O Zelo Divino Anoitece e, às vezes, Desabafo em Poesia

A noite costuma me trazer em determinados momentos aquela sensação necessária de tranquilidade — que encanta a minha alma, que gera um contentamento genuíno, seja uma ocasião com alguma sonoridade que me agrada ou embalada pelo silêncio — fragmento do meu íntimo.

Principalmente quando as horas estão avançadas e a minha amada solitude se faz presente, a minha mente fica mais equilibrada entre o caos e a calmaria; restaura o meu espírito ainda que eu esteja com o corpo cansado — uma sincronia imprescindível de elementos de bastante significado.

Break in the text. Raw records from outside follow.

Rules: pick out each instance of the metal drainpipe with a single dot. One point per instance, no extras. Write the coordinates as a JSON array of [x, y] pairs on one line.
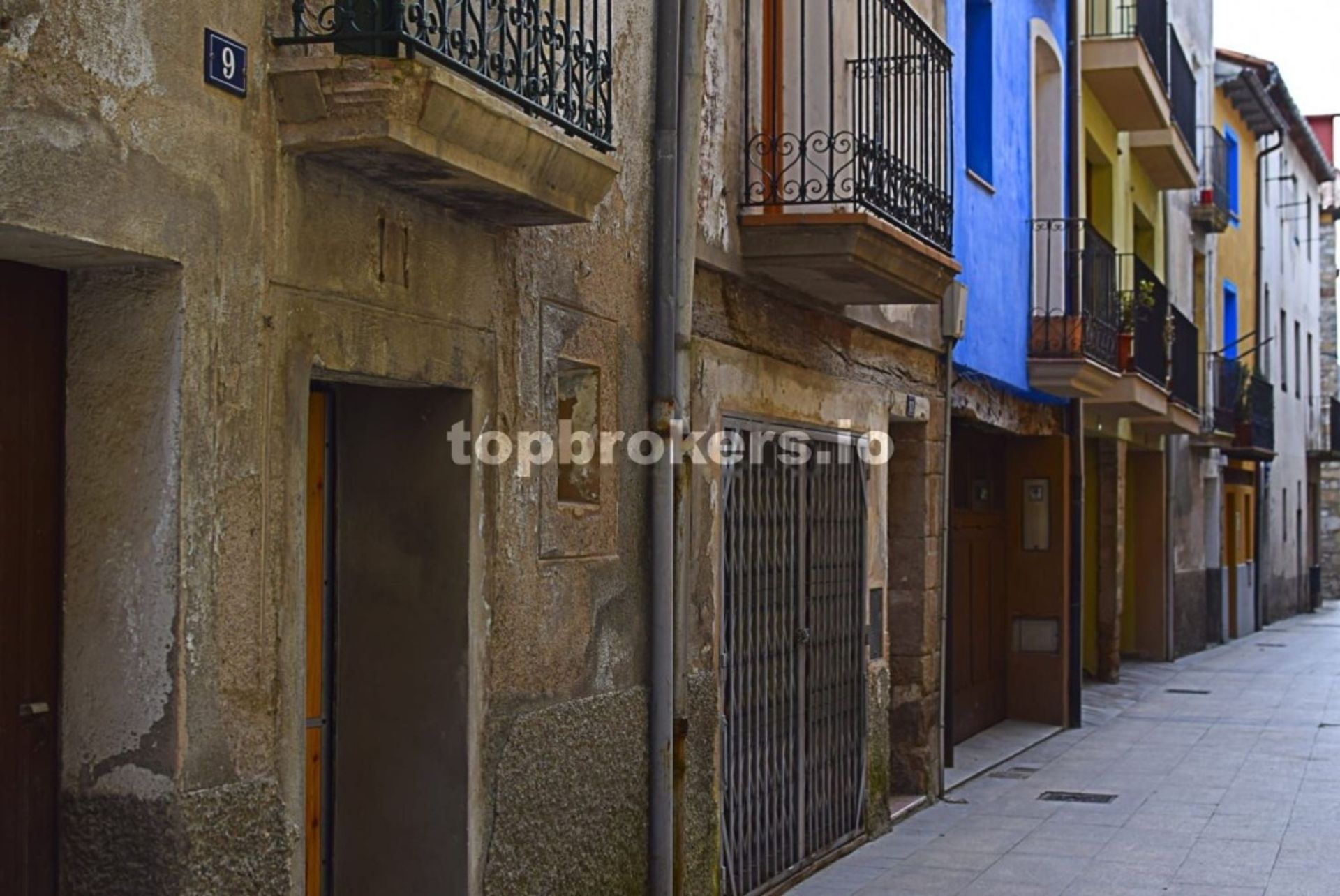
[[1261, 517], [1169, 537], [944, 564], [1075, 413], [662, 413], [692, 42]]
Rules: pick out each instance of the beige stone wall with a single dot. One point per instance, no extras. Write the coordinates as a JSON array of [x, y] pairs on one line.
[[216, 278]]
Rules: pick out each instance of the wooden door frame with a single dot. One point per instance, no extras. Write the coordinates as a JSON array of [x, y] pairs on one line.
[[42, 284]]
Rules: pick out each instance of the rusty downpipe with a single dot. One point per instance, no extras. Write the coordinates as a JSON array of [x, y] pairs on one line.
[[692, 49], [665, 275]]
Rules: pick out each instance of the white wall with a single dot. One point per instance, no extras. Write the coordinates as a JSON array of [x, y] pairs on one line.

Então, as minhas emoções se misturam com certas palavras e nasce parte da minha poesia; os meus pensamentos mais expressivos desabafam em arte — versos vivos até nas entrelinhas, incluindo fantasia e realidade; de uma simples frase a várias linhas.

O Zelo Divino, manifestado também demonstrado em oportunidades noturnas, usa sabiamente o meu senso criativo e o meu apreço pela simplicidade para fazer uma leitura silenciosa sobre aquilo que preciso de verdade — pelo menos alguns instantes de equilíbrio.